# It was good to hear



## Michael W. Smith (Jun 2, 2002)

Since it seems winter weather has finally reached PA (cold weather - no real snow as of yet) I thought I should get my hives somewhat protected for the winter.

So I got sheets of plywood and leaned them on all 4 sides of the hives. I even put a sheet on top to keep out any snow (or rain) we get later on. 

When I leaned the sheets of plywood up against the hive, it made a slight bumping sound and I could hear the hum of bees wondering who or what was disturbing their winter's rest. It sure was a good sound to hear - knowing that they've made it thus far.
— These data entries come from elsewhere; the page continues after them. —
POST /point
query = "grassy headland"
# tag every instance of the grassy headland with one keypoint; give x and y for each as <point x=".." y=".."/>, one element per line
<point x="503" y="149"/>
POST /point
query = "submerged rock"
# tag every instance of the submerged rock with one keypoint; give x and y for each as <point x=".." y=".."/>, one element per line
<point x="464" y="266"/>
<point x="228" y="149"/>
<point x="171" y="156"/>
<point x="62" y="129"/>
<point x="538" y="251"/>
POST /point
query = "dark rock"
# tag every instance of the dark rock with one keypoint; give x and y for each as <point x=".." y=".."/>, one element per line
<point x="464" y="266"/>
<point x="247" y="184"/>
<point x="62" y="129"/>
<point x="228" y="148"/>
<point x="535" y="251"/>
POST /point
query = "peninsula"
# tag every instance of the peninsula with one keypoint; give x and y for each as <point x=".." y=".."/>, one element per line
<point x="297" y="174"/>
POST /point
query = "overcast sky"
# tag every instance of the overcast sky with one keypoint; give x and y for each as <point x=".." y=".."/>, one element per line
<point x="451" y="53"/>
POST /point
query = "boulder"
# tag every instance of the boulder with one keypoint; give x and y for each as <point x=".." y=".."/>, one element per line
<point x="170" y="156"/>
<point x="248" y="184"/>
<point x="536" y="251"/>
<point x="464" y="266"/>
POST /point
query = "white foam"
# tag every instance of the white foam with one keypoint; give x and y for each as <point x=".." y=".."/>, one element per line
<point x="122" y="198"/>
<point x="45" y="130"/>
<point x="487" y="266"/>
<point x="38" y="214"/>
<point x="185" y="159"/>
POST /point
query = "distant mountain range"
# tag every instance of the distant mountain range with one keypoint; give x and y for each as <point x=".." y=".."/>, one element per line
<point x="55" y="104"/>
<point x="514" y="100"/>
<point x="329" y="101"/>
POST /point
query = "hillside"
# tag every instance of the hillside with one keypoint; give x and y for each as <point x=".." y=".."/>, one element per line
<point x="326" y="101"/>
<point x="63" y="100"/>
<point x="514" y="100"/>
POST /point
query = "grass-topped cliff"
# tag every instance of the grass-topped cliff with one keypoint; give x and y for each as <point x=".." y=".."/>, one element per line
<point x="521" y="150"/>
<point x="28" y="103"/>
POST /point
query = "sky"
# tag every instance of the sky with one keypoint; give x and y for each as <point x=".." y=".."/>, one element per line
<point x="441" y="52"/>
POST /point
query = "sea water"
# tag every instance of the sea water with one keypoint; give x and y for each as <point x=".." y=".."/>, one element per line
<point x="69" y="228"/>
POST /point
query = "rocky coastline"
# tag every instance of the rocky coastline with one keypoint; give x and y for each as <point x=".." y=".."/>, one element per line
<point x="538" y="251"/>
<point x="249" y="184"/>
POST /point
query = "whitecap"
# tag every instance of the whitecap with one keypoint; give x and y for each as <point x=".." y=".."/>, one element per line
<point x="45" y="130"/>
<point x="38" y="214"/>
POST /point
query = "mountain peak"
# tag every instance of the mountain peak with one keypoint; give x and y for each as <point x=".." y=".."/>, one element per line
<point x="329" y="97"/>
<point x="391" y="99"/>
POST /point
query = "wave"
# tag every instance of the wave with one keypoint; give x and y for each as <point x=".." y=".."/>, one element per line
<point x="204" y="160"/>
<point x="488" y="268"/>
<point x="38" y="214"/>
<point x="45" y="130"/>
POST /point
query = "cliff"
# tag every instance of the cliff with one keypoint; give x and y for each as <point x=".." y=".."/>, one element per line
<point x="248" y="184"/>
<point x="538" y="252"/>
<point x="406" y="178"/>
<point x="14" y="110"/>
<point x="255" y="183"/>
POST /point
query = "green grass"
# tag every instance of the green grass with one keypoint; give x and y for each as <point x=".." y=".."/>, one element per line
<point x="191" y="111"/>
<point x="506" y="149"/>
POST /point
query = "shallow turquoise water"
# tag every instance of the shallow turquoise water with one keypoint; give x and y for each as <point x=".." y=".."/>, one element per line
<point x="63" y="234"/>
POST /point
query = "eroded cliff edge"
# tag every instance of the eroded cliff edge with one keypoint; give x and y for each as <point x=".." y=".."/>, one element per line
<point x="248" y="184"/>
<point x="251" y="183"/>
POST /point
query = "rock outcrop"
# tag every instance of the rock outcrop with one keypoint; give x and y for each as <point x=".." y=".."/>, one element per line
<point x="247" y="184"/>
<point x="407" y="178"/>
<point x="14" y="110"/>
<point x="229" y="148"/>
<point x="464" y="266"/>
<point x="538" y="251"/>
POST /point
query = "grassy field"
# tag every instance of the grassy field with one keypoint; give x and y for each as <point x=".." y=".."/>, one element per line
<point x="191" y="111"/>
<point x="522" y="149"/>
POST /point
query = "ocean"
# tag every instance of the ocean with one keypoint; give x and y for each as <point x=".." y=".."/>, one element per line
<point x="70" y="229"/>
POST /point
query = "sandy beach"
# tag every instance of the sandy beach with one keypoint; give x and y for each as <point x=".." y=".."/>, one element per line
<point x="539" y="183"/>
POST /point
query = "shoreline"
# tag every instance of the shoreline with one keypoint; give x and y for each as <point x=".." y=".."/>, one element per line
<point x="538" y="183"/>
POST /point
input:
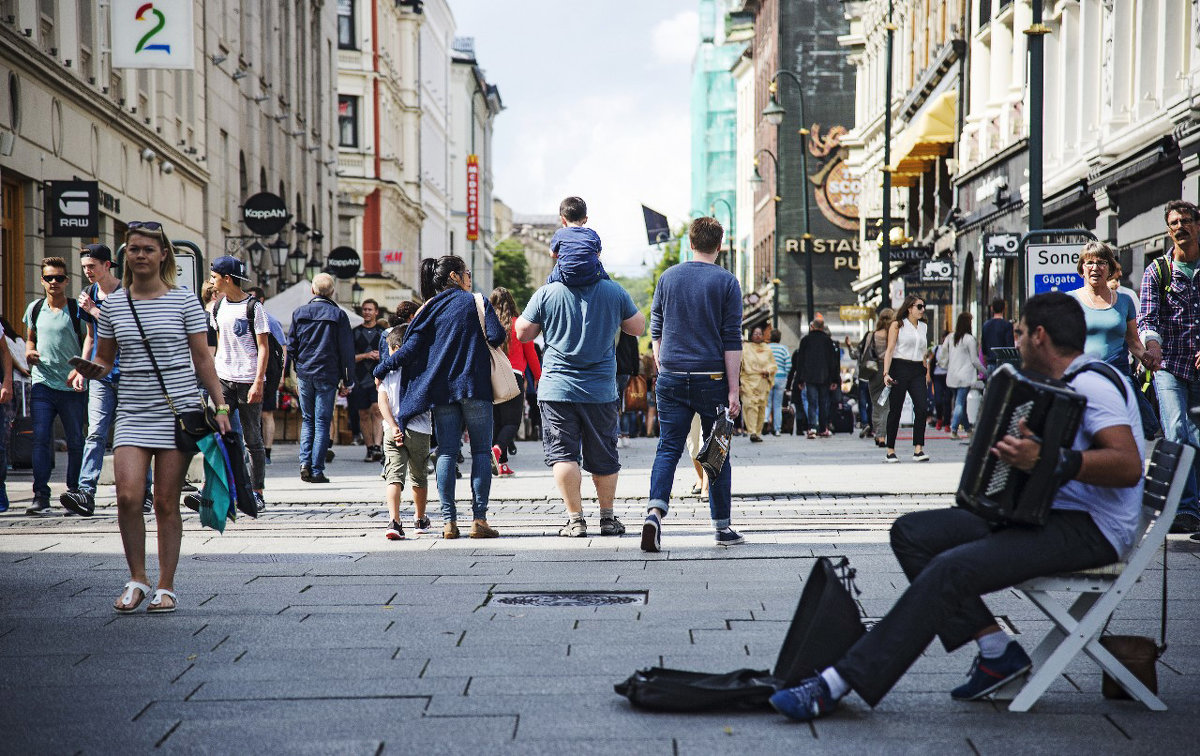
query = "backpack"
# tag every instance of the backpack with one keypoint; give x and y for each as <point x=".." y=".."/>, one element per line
<point x="275" y="359"/>
<point x="72" y="310"/>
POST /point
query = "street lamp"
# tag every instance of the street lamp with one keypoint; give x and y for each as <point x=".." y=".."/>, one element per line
<point x="729" y="208"/>
<point x="774" y="114"/>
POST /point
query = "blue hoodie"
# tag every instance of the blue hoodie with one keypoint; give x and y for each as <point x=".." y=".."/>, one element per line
<point x="579" y="257"/>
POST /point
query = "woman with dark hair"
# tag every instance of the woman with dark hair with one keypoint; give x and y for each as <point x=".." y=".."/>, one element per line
<point x="508" y="415"/>
<point x="963" y="369"/>
<point x="162" y="335"/>
<point x="448" y="371"/>
<point x="906" y="372"/>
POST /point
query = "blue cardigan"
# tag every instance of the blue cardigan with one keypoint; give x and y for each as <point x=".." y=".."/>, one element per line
<point x="444" y="355"/>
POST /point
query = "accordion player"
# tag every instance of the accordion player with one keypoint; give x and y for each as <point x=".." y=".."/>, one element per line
<point x="997" y="491"/>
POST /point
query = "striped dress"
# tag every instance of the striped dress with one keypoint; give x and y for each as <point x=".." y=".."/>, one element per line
<point x="143" y="417"/>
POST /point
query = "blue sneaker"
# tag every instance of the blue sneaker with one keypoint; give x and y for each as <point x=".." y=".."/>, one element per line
<point x="988" y="675"/>
<point x="805" y="702"/>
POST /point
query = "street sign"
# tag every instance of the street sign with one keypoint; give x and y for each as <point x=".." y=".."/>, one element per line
<point x="1053" y="268"/>
<point x="1001" y="245"/>
<point x="73" y="208"/>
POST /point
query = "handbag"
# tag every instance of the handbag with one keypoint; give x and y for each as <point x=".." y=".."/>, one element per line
<point x="504" y="381"/>
<point x="190" y="425"/>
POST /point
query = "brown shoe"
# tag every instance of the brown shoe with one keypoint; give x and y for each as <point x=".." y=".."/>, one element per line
<point x="481" y="529"/>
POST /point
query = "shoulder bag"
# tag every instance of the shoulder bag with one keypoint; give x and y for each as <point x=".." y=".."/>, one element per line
<point x="191" y="425"/>
<point x="504" y="381"/>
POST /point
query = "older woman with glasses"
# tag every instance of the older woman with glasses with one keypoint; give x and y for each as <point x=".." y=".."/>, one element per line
<point x="905" y="371"/>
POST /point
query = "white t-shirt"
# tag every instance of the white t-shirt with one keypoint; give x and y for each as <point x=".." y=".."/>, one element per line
<point x="237" y="346"/>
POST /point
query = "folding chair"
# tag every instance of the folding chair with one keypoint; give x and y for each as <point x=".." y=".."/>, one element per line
<point x="1099" y="591"/>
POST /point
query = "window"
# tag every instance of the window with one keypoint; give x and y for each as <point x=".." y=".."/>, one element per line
<point x="346" y="40"/>
<point x="347" y="121"/>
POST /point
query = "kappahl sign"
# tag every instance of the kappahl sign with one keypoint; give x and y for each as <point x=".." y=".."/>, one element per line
<point x="153" y="35"/>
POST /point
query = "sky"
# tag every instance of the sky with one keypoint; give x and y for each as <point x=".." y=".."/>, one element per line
<point x="597" y="97"/>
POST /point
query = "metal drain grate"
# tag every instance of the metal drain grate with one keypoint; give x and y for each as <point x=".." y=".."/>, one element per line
<point x="575" y="598"/>
<point x="275" y="558"/>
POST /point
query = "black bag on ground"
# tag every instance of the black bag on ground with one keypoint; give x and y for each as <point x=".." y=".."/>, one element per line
<point x="823" y="628"/>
Of course, I realize that most winterkill occurs later - February - April, but it was a good sound to hear none-the-less.


----------



## idigbeets (Sep 3, 2011)

*cross fingers*


----------



## mare (Aug 31, 2006)

idigbeets said:


> *cross fingers*


second that


----------



## jeremynj (Jun 29, 2011)

Why did you lean plywood against the sides? From what I've read, the snow will act as an insulator, the bees just need a way to get out of the hive once in a while.

You put a sheet on the hive to keep out rain or snow? What do you do the rest of the year when it is raining? The hive should be waterproof already.


----------



## Paquebot (May 10, 2002)

jeremynj said:


> Why did you lean plywood against the sides? From what I've read, the snow will act as an insulator, the bees just need a way to get out of the hive once in a while.
> 
> You put a sheet on the hive to keep out rain or snow? What do you do the rest of the year when it is raining? The hive should be waterproof already.


Snow may be an insulator but if it's a 3' tall hive the snow also has to be that deep. Ain't much of the country got 3" right now! With plywood all around and also on top, the hive would essentially be inside a box. Sounds like a good thing to me.

Martin


----------